Why a 300TB cache of popular music matters now
Even for lossy bitrates, 300 TB of popular music is a significant act of preservation and piracy. For archivists and scholars, it provides a snapshot of the modern streaming canon that can be traced to real-world consumption. From the rightsholders’ perspective, it’s a huge unauthorized distribution pipeline that has the potential to wreck licensing economics if torrents spread widely.
The scale also raises questions of competitive intelligence: popularity scores, release cadences, and catalog gaps are useful signals for labels, indie distributors, and recommendation researchers. Although Spotify’s own recommendation system was not revealed, bulk access to popularity and play proxies can be used to back out behavioral patterns. Historically, industry bodies such as the RIAA and IFPI have moved quickly to shut down torrent indexes offering up pirate copies of major-label back catalogs, and similar action is likely here.

How artists and everyday listeners could be affected
We do not have any reason to believe that user accounts, personal data, or anything sensitive were breached; the breach concerns content files and publicly available metadata. Artists and labels now have the near-term risk of substitution; some level of consumption will move to torrents, but the lower bitrates and lack of platform features (song lyrics, playlists, social sharing) blunt that impact for a lot of listeners.
Another concern is uncontrolled reuse. For instance, large scraped audio sets can feed unlicensed machine-learning models that can be used to perform tasks such as source separation, vocal cloning, and genre synthesis. That risk has been on the minds of labels this year, as a top-secret string of lawsuits against unlicensed training on music and lyrics gained attention. A widely copied torrent could be more difficult to police, and the provenance murkier.

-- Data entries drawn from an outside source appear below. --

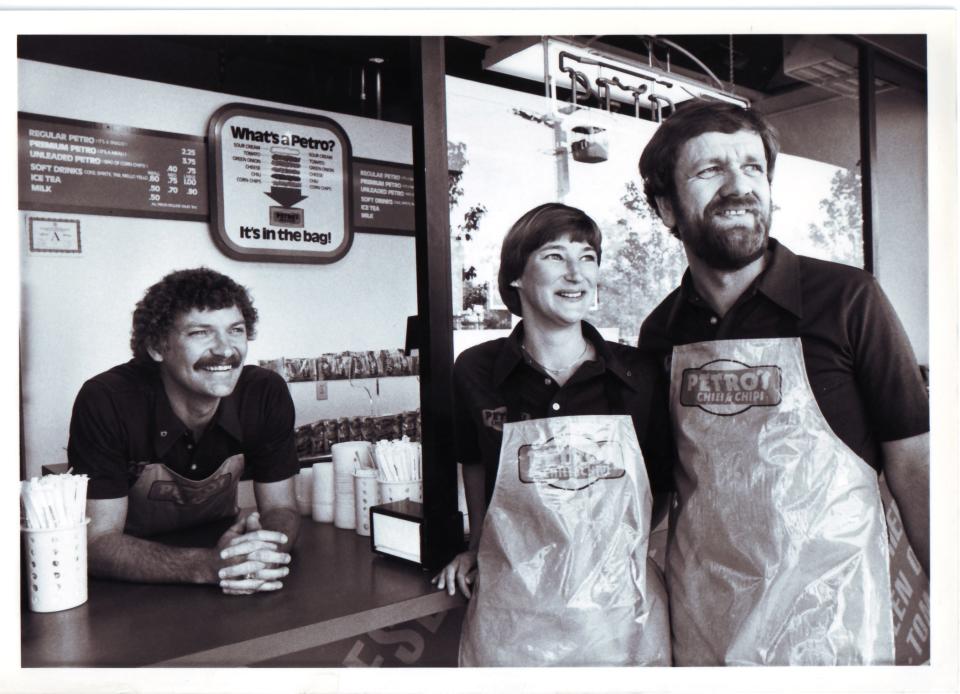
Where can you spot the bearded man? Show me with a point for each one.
(793, 386)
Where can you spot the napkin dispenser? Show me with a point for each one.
(396, 530)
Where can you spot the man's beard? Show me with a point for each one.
(726, 247)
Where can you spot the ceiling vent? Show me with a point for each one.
(825, 63)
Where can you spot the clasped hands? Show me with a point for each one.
(249, 558)
(460, 572)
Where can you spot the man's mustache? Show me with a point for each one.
(232, 362)
(739, 202)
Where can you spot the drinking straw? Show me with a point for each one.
(53, 501)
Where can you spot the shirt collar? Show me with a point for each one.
(779, 282)
(168, 428)
(512, 354)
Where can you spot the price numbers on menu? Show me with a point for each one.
(178, 178)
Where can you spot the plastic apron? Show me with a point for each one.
(778, 545)
(161, 500)
(563, 574)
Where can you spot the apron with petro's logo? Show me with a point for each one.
(778, 545)
(161, 500)
(563, 574)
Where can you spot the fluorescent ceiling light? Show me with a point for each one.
(572, 66)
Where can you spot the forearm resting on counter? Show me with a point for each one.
(129, 558)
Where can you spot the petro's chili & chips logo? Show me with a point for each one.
(727, 387)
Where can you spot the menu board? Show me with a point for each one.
(96, 168)
(281, 180)
(383, 196)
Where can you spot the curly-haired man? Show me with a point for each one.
(166, 437)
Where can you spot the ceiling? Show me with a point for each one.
(338, 73)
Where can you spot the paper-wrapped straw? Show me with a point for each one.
(53, 501)
(398, 461)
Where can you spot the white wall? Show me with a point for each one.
(76, 309)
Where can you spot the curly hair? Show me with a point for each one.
(692, 119)
(536, 227)
(177, 293)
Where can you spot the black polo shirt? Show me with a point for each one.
(122, 420)
(497, 381)
(859, 362)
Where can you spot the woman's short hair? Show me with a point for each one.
(536, 227)
(178, 293)
(692, 119)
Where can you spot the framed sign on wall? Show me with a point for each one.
(280, 185)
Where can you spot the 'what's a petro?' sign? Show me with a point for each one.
(282, 184)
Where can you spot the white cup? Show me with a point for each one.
(55, 561)
(323, 493)
(365, 496)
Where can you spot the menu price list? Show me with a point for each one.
(99, 168)
(383, 196)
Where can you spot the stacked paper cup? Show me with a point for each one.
(323, 492)
(347, 457)
(304, 486)
(365, 496)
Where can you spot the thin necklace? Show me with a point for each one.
(558, 371)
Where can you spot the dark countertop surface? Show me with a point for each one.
(337, 588)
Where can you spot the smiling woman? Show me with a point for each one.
(556, 378)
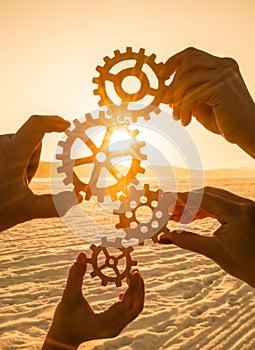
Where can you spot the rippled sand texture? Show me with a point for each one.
(190, 302)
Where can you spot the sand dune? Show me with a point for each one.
(190, 302)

What Spotify and rightsholders could do next
Expect a multi-faceted response: technical mitigations (closing the scraping vectors, tightening token lifetimes and key rotation, and ramping bot detection), litigation aimed at distribution points, and coordinated takedowns by rightsholder groups.
If Anna’s Archive goes through with staggered releases, we can expect a longer game of cat and mouse over the months ahead on torrent sites and mirrors.

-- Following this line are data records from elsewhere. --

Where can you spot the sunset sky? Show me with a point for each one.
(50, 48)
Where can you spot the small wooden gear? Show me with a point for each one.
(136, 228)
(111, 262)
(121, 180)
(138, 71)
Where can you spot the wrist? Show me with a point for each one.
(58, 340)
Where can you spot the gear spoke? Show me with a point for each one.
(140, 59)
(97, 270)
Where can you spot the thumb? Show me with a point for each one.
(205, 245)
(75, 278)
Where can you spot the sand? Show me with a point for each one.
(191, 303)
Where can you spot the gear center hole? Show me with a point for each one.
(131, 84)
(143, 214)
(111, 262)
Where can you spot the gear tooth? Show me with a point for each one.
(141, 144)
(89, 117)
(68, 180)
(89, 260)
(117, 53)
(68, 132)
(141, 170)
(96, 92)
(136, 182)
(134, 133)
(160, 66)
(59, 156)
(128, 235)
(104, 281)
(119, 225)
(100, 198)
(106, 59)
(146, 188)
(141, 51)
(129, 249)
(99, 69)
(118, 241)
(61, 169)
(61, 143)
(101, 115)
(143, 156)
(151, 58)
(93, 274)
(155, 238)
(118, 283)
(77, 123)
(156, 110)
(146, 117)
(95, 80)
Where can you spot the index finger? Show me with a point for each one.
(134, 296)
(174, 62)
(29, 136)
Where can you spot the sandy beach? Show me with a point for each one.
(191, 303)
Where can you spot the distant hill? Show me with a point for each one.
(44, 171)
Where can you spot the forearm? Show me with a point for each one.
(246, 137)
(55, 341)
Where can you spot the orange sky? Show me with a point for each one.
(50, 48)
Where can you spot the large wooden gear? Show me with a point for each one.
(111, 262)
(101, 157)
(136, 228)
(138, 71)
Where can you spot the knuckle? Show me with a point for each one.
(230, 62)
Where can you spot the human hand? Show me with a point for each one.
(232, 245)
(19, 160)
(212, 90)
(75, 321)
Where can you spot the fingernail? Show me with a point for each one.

The problem for Spotify at its core is how to reconcile an open discovery platform — public artist pages and charts, say — with protections strong enough to discourage industrial-scale extraction. That usually includes rate limiting, anomaly detection of popularity-weighted access patterns, and a variety of DRM hardening. For the music industry, however, the mishap highlights a larger trend: streaming has funneled all of the world’s music onto a few platforms, and as such they’ve become high-value targets not only for pirates but anyone else trying to capture sweeping cultural datasets.
Spotify’s investigation is ongoing. The group responsible for the scrape, meanwhile, is framing the release as a preservation project. Whatever the framing, though, the disclosure exposes a fact of life in the era of streaming: when the catalog becomes the internet’s version of a commons, being able to protect — and profit from — those pipes is just as crucial as licensing those songs.